"Street astronomy", the practice of taking a telescope onto a street corner to offer the public views of the heavens is far from new, and certainly goes back to Victorian times if not beyond. This type of individual activity occurred without any form of organisation until 1968 and the advent of the San Franciso Sidewalk Astronomers group. Headed by John Dobson, the group became the first public service astronomers, and those aims and objectives have since been emulated by similar groups, mostly amateur astronomers, the world over.
It was with this in mind that one particular member of the Isle of Man Astronomical Society, Gary Corlett, had long suggested that the Society should take astronomy to the public in the same fashion. "Sidewalk astronomy" of course, is patently an American term, for on this side of the Atlantic, we have pavements, not sidewalks. The translation though, to "Pavement astronomy", somehow doesn't quite have the same ring to it, and so we have opted to use "Roadside astronomy" as our descriptive term.
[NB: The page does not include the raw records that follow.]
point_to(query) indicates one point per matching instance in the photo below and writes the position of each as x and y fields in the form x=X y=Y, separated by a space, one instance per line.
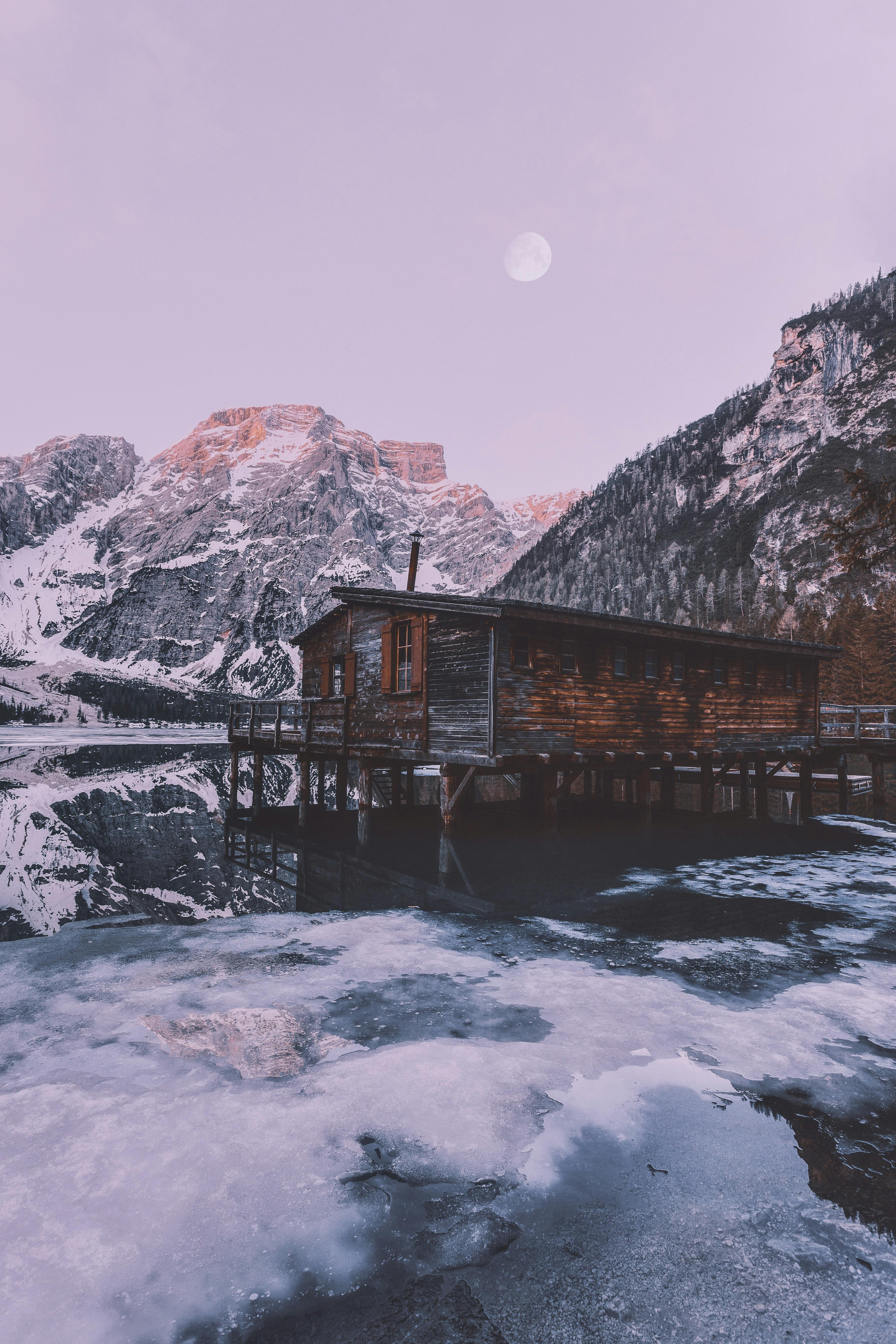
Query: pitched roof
x=496 y=609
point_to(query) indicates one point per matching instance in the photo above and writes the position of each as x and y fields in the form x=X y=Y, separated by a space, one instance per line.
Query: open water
x=651 y=1096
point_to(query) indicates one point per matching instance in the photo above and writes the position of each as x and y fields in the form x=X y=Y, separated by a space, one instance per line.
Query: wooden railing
x=859 y=722
x=289 y=722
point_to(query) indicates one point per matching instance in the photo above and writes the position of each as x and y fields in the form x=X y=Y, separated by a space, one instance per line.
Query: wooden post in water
x=364 y=802
x=342 y=785
x=644 y=794
x=879 y=788
x=609 y=789
x=258 y=768
x=304 y=789
x=550 y=800
x=745 y=788
x=805 y=792
x=707 y=789
x=762 y=787
x=843 y=787
x=234 y=781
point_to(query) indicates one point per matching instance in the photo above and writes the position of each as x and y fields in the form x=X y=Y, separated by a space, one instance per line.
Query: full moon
x=527 y=257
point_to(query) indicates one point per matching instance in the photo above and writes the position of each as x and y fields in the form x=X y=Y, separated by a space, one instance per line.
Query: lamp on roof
x=416 y=554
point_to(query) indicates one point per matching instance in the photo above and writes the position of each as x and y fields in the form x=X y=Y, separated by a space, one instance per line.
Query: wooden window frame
x=515 y=639
x=389 y=671
x=574 y=670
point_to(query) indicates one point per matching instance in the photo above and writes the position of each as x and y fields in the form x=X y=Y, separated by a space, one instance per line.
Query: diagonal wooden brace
x=461 y=787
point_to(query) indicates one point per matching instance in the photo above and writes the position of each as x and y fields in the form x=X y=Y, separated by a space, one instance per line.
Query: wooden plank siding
x=459 y=685
x=472 y=698
x=542 y=709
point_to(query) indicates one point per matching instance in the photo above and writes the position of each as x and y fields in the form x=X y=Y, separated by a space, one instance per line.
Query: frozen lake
x=653 y=1097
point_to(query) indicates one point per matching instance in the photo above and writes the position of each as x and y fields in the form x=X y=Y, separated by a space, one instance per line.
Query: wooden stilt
x=879 y=788
x=644 y=794
x=762 y=787
x=234 y=781
x=304 y=791
x=550 y=796
x=258 y=767
x=364 y=802
x=843 y=787
x=342 y=785
x=449 y=785
x=805 y=792
x=609 y=789
x=707 y=788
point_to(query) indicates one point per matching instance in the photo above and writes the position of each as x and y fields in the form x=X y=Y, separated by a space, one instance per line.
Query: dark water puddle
x=428 y=1007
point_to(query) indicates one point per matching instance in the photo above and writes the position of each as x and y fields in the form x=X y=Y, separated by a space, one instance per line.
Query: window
x=404 y=657
x=522 y=651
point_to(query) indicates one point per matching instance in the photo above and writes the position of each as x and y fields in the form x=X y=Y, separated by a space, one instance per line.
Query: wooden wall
x=541 y=709
x=459 y=683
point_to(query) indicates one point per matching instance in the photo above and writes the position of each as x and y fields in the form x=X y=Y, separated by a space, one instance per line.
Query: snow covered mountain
x=722 y=522
x=198 y=568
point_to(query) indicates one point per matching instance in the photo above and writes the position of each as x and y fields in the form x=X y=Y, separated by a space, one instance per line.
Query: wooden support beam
x=304 y=791
x=258 y=768
x=762 y=787
x=550 y=796
x=745 y=788
x=707 y=788
x=843 y=787
x=234 y=781
x=364 y=802
x=644 y=794
x=342 y=785
x=805 y=792
x=879 y=788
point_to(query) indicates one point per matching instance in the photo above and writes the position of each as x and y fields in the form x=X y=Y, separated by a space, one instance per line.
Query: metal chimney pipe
x=416 y=554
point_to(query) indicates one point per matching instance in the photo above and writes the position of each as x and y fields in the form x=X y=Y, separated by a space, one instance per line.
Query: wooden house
x=491 y=686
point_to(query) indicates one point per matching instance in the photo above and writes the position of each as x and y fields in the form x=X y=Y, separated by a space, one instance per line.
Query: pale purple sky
x=211 y=205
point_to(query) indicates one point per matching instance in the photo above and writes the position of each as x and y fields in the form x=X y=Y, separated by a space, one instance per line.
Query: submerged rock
x=473 y=1241
x=258 y=1042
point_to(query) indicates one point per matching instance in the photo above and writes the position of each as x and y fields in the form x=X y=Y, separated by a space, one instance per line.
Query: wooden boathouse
x=542 y=695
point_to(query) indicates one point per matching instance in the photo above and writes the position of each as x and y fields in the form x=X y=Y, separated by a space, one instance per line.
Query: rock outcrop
x=722 y=522
x=211 y=557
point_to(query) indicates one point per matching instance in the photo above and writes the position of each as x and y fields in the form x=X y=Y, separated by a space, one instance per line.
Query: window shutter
x=387 y=657
x=417 y=654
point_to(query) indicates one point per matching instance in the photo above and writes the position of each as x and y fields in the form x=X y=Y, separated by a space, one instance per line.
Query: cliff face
x=722 y=522
x=213 y=556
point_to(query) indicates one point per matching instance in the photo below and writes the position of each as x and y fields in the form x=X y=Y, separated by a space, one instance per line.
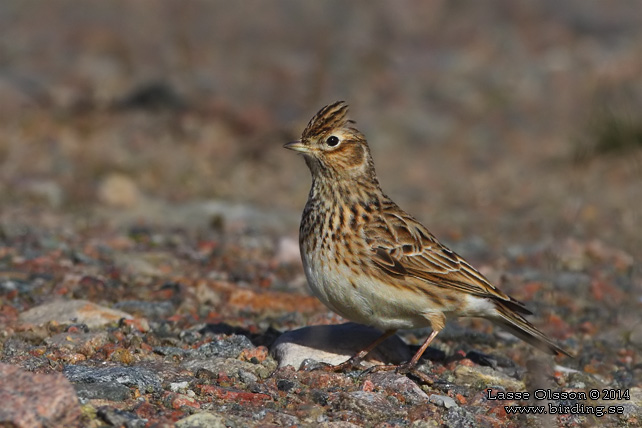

When and where will you find us? Well, having only made our first such appearance on 12 March, 2014 on Douglas Promenade opposite the Terminus Tavern, it is too early to assess the frequency. Clear dark clear skies are a pre-requisite of course, as are members of the public! We do plan on impromptu appearances at locations around the Island, not just within the Douglas area, for we don't seek huge crowds, but rather a steady trickle of passers-by. That way, you'll get a decent amount of observing time at the eyepiece if you are lucky enough to encounter us.